A elite do bom atraso até arranjou um "substituto" para o compositor Tom Jobim: o compositor brega Michael Sullivan, capaz de falsas rimas como "contigo" e "motivo", de canções extremamente piegas e muito medíocres, mas temperadas pela grandiloquência enjoativa dos sintetizadores utilizados. Acompanhando o clima de hipocrisia da elite do bom atraso, Sullivan, denunciado por Alceu Valença como um produtor que quis destruir a MPB, agora usa a própria MPB como trampolim para voltar à carreira.
A elite do bom atraso se revela, então, bastante pretensiosa. Ao mesmo tempo que mostra sua profunda mediocridade sociocultural, voltada ao consumismo e ao apego aos supérfluos e ao obscurantismo da fé religiosa alternando com o hedonismo libertino e vulgar, a elite do bom atraso se julga "predestinada", desqualificando outros povos devido ao complexo de superioridade da "boa" sociedade brasileira.
Um aspecto típico da elite do bom atraso é seus indivíduos, abastados, se exibirem em viagens ao exterior, feitas mais para impressionar os amigos. Lembremos que a elite do bom atraso é uma espécie de "frente ampla" do viralatismo cultural não-assumido, que inclui desde pobres remediados até famosos super-ricos que não possuem o poder decisório de empresários e banqueiros.
E a elite do bom atraso se acha "a mais legal", "a mais divertida" e "a única predestinada", e seu complexo de superioridade a faz acreditar que essa elite dominará o mundo, porque "só ela é a humanidade por excelência", diferente dos "desprezíveis" povos da África, Ásia e Oriente Médio, do "friorento" povo da Escandinávia e dos europeus considerados "inteligentes demais". A elite do bom atraso rejeita o pensamento crítico, pedindo espaço para uma parcela de ignorância, para parecer "gente como a gente".
A elite do bom atraso, a burguesia festiva e informal que usa o mimetismo de parecer pessoas comuns, consegue fazer seus valores privativos contagiarem o grande público, de tal forma que estes valores pareçam "universais" e "públicos".
Endeusam os "médiuns" que promovem assistencialismo barato humilhando pessoas pobres que, em longas filas, esperam por precários pacotes de mantimentos oferecidos a cada mês e que se esgotam rapidamente. Falam "dialetos" estranhos como o "portinglês" - capaz de "neologismos" como "doguinho" e de expressões inseridas na língua portuguesa como boy e body (estranha redenominação de "maiô"), sem falar da gíria "balada", uma gíria falsamente popular que surgiu de um eufemismo para drogas alucinógenas.

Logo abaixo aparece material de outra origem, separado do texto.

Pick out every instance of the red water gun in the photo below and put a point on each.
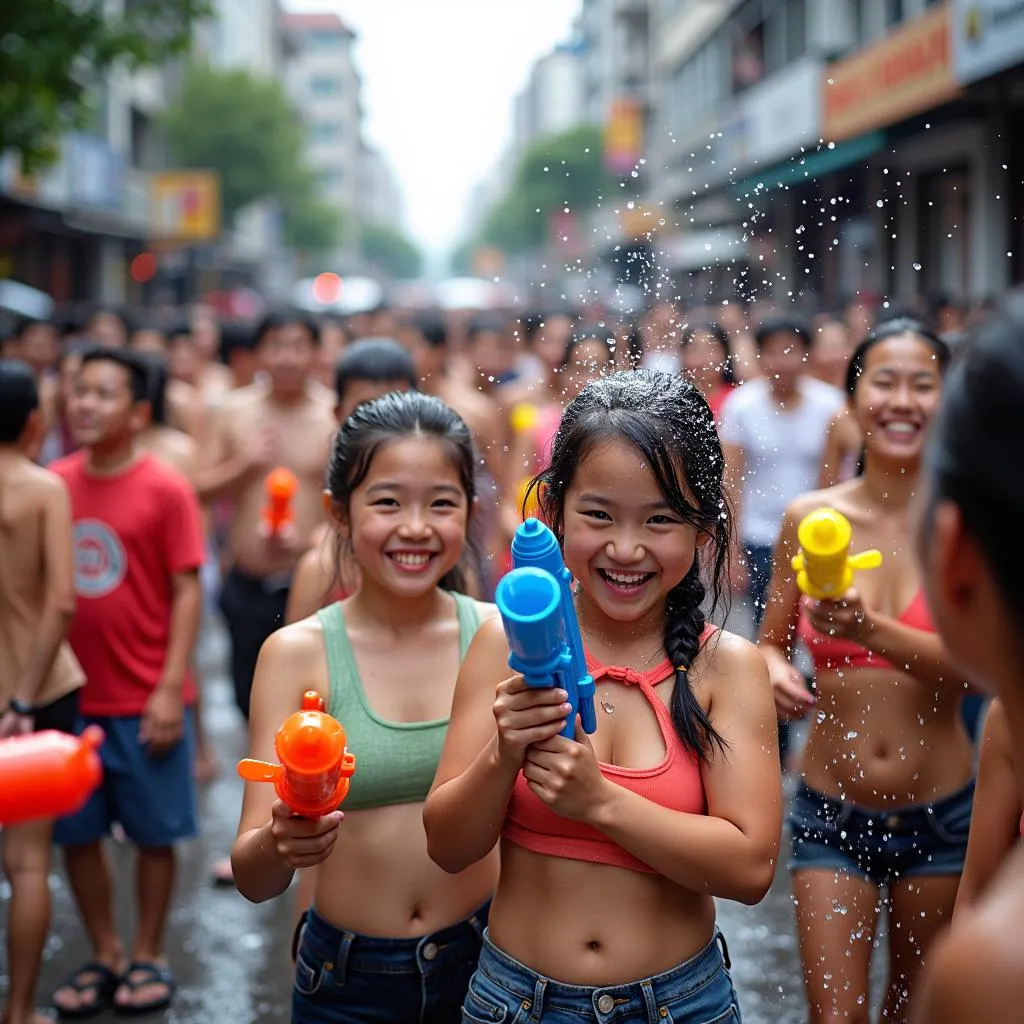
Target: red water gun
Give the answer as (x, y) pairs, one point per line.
(315, 766)
(279, 513)
(48, 774)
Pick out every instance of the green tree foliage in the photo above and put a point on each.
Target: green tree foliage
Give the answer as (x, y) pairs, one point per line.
(245, 128)
(390, 252)
(555, 173)
(54, 52)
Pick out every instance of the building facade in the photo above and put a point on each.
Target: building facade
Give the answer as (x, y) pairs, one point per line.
(839, 146)
(324, 84)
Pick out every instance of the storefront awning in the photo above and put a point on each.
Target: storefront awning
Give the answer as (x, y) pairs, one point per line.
(811, 166)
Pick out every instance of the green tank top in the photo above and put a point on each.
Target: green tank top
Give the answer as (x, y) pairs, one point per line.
(395, 762)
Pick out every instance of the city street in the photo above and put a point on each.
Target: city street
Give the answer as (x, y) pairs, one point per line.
(231, 958)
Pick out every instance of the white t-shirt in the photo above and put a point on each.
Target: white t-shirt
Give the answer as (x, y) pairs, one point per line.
(782, 449)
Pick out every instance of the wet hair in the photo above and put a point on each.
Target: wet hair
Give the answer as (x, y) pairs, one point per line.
(378, 359)
(133, 363)
(669, 422)
(391, 418)
(884, 332)
(18, 399)
(781, 325)
(971, 458)
(284, 317)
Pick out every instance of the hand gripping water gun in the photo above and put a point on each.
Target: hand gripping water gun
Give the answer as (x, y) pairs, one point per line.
(536, 604)
(315, 766)
(48, 774)
(281, 485)
(824, 565)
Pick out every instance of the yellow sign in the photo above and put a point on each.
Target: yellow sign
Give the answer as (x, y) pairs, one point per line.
(907, 73)
(185, 206)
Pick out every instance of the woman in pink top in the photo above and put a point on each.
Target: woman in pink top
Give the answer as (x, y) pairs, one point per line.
(613, 846)
(884, 804)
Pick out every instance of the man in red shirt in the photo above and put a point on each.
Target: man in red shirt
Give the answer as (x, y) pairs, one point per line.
(138, 548)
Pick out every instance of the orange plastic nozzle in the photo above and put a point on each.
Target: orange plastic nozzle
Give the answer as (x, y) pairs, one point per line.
(48, 774)
(315, 766)
(281, 485)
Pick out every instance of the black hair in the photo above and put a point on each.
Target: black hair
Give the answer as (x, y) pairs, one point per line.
(728, 370)
(158, 378)
(133, 363)
(884, 332)
(781, 325)
(390, 418)
(18, 399)
(972, 460)
(378, 359)
(283, 317)
(431, 328)
(669, 422)
(236, 334)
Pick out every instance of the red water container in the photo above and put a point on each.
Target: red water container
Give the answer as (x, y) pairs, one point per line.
(48, 774)
(281, 485)
(315, 766)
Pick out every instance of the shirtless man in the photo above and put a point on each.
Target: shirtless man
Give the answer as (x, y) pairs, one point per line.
(286, 420)
(39, 676)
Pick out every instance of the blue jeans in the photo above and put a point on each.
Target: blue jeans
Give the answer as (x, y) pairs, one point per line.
(880, 846)
(698, 991)
(341, 977)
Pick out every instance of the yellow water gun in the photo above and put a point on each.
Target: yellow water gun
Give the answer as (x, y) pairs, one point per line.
(824, 565)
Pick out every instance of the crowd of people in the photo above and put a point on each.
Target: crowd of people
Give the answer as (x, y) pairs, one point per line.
(485, 864)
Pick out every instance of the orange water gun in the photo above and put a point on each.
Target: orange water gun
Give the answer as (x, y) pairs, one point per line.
(48, 774)
(315, 766)
(279, 513)
(824, 565)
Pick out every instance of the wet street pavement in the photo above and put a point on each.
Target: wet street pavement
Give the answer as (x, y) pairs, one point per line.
(231, 958)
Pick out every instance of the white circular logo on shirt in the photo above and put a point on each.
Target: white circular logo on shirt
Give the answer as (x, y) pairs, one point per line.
(99, 558)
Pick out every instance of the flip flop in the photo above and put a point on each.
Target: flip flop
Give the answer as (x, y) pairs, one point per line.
(104, 985)
(145, 974)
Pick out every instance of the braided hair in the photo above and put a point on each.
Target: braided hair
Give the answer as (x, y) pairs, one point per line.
(669, 422)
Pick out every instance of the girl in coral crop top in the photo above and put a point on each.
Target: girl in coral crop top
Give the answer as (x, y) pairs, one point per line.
(614, 845)
(887, 784)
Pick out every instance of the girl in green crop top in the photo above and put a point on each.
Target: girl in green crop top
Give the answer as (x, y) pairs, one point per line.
(385, 659)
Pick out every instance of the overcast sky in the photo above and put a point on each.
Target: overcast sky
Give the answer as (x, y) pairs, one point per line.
(439, 77)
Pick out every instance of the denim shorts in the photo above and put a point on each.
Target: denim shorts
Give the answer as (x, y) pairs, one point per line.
(342, 977)
(880, 845)
(153, 798)
(698, 991)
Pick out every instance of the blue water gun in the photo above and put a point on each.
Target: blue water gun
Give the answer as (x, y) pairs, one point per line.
(536, 604)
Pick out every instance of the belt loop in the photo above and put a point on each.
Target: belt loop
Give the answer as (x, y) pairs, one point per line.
(725, 950)
(650, 1003)
(341, 957)
(538, 1008)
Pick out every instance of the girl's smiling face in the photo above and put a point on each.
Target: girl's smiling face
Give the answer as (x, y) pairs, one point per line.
(407, 519)
(623, 542)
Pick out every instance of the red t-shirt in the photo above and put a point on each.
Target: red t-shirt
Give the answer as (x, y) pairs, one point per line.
(133, 532)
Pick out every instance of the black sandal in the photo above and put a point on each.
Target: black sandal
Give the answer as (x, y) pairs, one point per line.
(103, 983)
(147, 974)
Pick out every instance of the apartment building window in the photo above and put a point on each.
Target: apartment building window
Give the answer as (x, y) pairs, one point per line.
(325, 85)
(895, 12)
(327, 131)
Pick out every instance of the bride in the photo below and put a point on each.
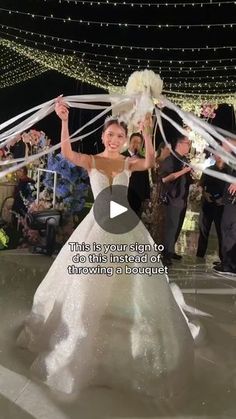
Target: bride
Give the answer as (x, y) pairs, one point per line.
(122, 331)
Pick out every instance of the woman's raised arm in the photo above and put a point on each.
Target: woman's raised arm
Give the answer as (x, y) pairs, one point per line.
(82, 160)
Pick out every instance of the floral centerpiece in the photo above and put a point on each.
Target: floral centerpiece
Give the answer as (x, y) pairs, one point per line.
(4, 239)
(72, 183)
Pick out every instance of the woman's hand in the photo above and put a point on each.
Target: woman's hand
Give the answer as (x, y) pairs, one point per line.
(232, 189)
(61, 109)
(146, 126)
(186, 169)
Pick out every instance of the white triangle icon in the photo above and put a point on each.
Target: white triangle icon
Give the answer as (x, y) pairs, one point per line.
(116, 209)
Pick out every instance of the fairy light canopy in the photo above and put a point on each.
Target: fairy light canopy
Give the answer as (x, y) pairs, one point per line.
(190, 44)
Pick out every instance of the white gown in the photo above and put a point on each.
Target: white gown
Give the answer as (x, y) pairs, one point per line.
(124, 332)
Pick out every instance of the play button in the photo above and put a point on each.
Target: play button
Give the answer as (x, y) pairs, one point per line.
(116, 209)
(112, 210)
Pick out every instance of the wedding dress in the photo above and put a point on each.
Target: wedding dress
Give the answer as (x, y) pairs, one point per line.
(123, 331)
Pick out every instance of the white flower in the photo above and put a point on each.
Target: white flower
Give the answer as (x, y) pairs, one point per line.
(144, 82)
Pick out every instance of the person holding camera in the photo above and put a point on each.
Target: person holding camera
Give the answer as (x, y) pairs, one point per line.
(175, 175)
(212, 207)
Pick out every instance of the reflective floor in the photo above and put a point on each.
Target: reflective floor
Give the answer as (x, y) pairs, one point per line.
(213, 391)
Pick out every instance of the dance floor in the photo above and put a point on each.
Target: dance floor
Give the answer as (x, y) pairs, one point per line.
(213, 391)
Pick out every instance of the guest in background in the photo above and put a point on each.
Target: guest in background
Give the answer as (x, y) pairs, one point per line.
(228, 224)
(139, 185)
(211, 207)
(176, 178)
(157, 209)
(17, 147)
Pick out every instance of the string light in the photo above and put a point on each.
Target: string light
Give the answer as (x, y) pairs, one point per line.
(137, 59)
(120, 24)
(134, 4)
(71, 66)
(121, 47)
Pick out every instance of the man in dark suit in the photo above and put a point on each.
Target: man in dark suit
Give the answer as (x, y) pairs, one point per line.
(176, 178)
(139, 186)
(228, 223)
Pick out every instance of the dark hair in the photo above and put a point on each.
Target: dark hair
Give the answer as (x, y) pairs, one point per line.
(115, 121)
(160, 148)
(136, 134)
(24, 170)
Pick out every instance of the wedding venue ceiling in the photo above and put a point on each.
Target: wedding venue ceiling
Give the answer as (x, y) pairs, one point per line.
(191, 44)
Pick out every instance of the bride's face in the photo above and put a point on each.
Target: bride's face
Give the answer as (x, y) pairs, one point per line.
(114, 138)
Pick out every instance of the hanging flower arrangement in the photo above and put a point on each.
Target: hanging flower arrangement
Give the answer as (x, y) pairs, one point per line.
(4, 239)
(72, 183)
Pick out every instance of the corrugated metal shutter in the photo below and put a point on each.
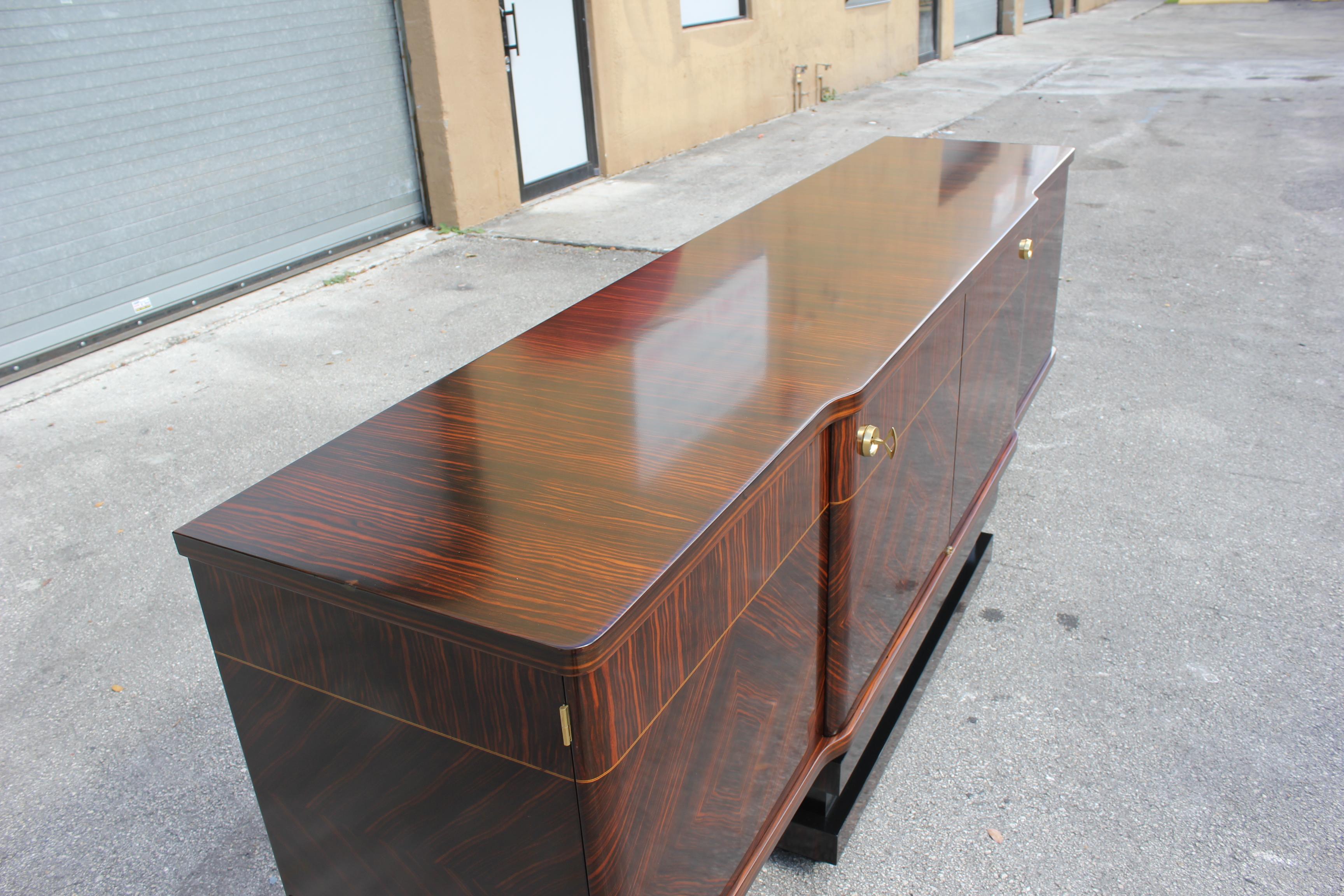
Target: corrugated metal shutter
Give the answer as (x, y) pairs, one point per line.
(160, 150)
(975, 19)
(1038, 10)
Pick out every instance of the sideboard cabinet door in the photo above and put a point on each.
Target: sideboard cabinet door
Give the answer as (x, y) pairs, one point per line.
(887, 532)
(1042, 284)
(990, 359)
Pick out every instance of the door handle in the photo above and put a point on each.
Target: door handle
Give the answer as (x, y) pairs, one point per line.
(870, 441)
(504, 17)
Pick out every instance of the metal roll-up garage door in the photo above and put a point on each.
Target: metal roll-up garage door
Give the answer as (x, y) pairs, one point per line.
(975, 19)
(156, 152)
(1038, 10)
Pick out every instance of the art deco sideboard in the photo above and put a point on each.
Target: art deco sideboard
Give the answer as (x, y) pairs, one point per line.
(596, 612)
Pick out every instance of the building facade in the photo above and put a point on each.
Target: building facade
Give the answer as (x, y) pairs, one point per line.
(166, 156)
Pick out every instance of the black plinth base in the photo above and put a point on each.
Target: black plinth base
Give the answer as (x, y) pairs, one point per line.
(820, 828)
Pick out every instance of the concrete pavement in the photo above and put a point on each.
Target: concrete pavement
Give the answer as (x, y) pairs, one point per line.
(1146, 692)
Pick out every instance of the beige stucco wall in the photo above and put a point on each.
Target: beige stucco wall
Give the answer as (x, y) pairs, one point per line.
(660, 89)
(463, 115)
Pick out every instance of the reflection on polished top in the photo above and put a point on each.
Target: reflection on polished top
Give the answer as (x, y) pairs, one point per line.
(538, 492)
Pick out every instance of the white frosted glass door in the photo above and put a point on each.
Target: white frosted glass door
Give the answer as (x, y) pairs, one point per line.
(548, 89)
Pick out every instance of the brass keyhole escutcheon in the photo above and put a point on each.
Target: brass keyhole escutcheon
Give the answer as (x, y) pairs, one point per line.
(870, 441)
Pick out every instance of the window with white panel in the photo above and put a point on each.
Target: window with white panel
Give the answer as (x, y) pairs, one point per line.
(702, 12)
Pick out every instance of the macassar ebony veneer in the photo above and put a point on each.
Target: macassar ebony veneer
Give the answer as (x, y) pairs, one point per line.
(597, 612)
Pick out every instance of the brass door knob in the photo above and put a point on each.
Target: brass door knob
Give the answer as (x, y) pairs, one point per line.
(870, 441)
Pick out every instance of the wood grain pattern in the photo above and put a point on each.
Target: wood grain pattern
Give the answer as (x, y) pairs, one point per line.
(1038, 331)
(615, 703)
(827, 749)
(483, 700)
(678, 813)
(534, 499)
(362, 805)
(991, 354)
(648, 508)
(897, 523)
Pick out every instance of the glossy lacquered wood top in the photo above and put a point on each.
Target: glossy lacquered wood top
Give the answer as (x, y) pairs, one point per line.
(534, 496)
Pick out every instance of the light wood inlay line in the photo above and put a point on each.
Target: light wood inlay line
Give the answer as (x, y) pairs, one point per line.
(388, 715)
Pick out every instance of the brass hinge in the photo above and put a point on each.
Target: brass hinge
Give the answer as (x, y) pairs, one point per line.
(566, 731)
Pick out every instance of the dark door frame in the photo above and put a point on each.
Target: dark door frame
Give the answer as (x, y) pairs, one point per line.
(580, 172)
(937, 15)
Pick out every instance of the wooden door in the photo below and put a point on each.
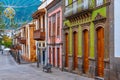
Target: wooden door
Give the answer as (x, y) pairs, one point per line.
(58, 55)
(66, 50)
(86, 55)
(54, 57)
(75, 59)
(100, 52)
(50, 55)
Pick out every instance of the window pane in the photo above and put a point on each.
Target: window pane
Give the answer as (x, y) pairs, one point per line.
(99, 2)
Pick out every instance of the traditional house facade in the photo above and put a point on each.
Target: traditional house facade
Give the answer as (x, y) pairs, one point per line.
(54, 28)
(24, 38)
(40, 33)
(86, 37)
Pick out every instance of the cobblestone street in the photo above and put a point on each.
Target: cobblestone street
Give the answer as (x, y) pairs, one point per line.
(10, 70)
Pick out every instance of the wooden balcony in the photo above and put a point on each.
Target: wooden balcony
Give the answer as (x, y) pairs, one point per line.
(22, 40)
(80, 8)
(38, 35)
(52, 40)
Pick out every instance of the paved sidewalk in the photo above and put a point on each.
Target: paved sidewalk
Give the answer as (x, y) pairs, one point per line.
(60, 75)
(10, 70)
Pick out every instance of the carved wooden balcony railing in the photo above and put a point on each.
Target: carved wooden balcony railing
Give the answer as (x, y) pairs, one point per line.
(38, 35)
(22, 40)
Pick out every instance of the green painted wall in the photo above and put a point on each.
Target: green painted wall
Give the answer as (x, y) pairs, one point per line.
(102, 11)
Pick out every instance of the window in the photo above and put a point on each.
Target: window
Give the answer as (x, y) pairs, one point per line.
(43, 23)
(39, 23)
(54, 25)
(58, 24)
(99, 2)
(49, 26)
(66, 2)
(74, 6)
(43, 44)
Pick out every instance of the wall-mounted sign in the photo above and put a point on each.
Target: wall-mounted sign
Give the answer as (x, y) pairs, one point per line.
(117, 28)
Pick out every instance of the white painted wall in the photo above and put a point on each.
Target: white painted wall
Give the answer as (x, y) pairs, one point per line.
(117, 27)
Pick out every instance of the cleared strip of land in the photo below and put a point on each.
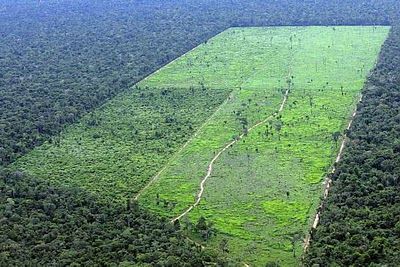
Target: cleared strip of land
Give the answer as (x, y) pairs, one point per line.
(264, 190)
(157, 142)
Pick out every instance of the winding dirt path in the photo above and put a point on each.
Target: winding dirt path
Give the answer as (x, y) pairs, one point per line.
(211, 164)
(182, 148)
(328, 180)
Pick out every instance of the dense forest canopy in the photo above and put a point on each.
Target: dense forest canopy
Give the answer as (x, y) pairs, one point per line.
(360, 222)
(61, 59)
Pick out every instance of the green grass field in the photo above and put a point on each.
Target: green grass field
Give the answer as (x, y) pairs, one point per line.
(263, 190)
(114, 151)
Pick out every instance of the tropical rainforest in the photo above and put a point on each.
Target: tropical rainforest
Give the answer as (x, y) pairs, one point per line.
(65, 66)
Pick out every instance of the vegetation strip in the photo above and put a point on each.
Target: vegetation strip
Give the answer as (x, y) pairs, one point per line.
(360, 220)
(179, 151)
(210, 166)
(264, 191)
(328, 180)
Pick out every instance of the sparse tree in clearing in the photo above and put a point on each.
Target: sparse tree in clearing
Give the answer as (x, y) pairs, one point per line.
(335, 137)
(223, 246)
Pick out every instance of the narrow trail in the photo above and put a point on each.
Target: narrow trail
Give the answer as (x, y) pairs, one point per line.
(211, 164)
(182, 148)
(328, 180)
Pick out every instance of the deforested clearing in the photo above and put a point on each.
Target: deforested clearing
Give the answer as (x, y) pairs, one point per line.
(264, 188)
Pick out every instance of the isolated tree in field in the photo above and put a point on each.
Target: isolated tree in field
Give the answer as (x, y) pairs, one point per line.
(278, 127)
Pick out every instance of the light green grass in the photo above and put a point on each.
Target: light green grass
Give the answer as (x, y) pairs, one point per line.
(115, 150)
(246, 197)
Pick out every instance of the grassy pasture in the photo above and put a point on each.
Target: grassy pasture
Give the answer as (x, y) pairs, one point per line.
(265, 189)
(115, 150)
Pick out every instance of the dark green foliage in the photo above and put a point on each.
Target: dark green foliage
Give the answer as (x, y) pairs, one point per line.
(45, 225)
(361, 217)
(61, 59)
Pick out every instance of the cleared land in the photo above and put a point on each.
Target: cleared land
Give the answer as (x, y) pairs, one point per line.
(264, 189)
(115, 150)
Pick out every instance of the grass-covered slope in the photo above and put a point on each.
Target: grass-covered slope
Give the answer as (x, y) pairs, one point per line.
(264, 189)
(116, 149)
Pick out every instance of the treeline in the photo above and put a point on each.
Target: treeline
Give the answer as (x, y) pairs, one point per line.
(43, 225)
(360, 221)
(61, 59)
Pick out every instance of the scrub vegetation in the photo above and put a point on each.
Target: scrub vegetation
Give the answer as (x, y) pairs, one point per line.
(264, 190)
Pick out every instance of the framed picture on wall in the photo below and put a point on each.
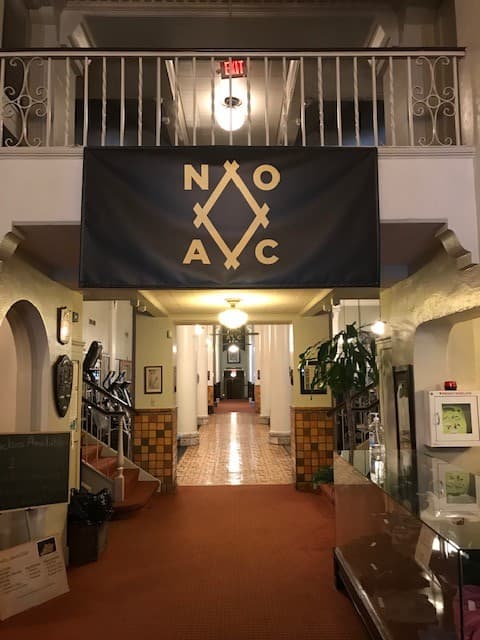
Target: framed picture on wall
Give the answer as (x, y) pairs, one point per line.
(126, 365)
(153, 379)
(307, 373)
(404, 406)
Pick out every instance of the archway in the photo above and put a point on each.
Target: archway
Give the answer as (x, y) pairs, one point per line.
(24, 344)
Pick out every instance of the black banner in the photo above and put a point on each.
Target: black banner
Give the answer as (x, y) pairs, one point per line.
(208, 217)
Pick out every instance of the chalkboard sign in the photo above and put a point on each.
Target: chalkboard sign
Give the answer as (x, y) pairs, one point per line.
(33, 469)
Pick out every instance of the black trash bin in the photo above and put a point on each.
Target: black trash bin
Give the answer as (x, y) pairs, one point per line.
(88, 515)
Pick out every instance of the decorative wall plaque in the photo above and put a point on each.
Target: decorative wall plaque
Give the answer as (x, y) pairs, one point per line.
(62, 384)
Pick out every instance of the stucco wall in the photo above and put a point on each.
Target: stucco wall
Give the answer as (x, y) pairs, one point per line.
(19, 281)
(431, 317)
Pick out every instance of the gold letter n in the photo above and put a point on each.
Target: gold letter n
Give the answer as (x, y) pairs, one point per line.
(191, 175)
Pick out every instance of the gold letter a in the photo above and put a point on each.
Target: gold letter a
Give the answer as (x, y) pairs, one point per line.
(196, 251)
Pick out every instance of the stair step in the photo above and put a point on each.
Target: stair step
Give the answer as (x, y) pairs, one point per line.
(107, 466)
(91, 452)
(137, 497)
(131, 479)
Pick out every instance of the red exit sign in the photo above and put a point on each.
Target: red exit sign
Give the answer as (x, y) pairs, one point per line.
(233, 68)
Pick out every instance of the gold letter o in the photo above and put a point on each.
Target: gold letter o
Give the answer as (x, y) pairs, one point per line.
(274, 177)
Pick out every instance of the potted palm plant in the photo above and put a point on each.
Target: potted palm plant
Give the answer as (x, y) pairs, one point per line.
(346, 364)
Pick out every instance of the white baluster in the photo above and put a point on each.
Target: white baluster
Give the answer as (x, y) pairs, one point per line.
(355, 101)
(122, 101)
(321, 117)
(140, 103)
(104, 101)
(392, 102)
(158, 104)
(339, 102)
(85, 101)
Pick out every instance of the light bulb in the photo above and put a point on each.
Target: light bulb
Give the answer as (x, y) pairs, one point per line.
(232, 318)
(378, 327)
(230, 105)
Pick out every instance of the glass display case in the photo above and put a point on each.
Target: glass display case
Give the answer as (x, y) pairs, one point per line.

E como identificar a elite do bom atraso? Através desses valores acima citados e outros semelhantes. Ainda se vai falar muito da elite do bom atraso, que tenta se passar por "dona" de tudo, como se privatizasse, para si, tudo o que encontram pela frente: os pobres, o mundo, a verdade, o futuro etc. É assustador quanto esta sociedade, que predomina nas redes sociais, aposta, sem admitir na retórica, na "privatização de tudo", como se só essa elite fosse "tudo" e o resto "nada significasse".
A elite do bom atraso precisa ser estudada e identificada. Ela pode ser qualquer um que está ao nosso lado, em qualquer canto da rua. Se disfarçam de gente comum e impõem seus valores como se o ar puro os trouxesse para a população em geral. Mas são elite e são um grupo mais privado, egoísta e ganancioso do que sugere a sua postura de pretensa "sociedade do amor".
REFERÊNCIAS BIBLIOGRÁFICAS
FIGUEIREDO, Alexandre. Esses Intelectuais Pertinentes... Como a Retórica do "Combate ao Preconceito" da Bregalização Contribuiu para o Golpe Político de 2016. Niterói, Independente, sob publicação virtual no portal Amazon, 2020.
SOUZA, Jessé. A Elite do Atraso: Da Escravidão à Lava-Jato. Rio de Janeiro, Leya, 2017.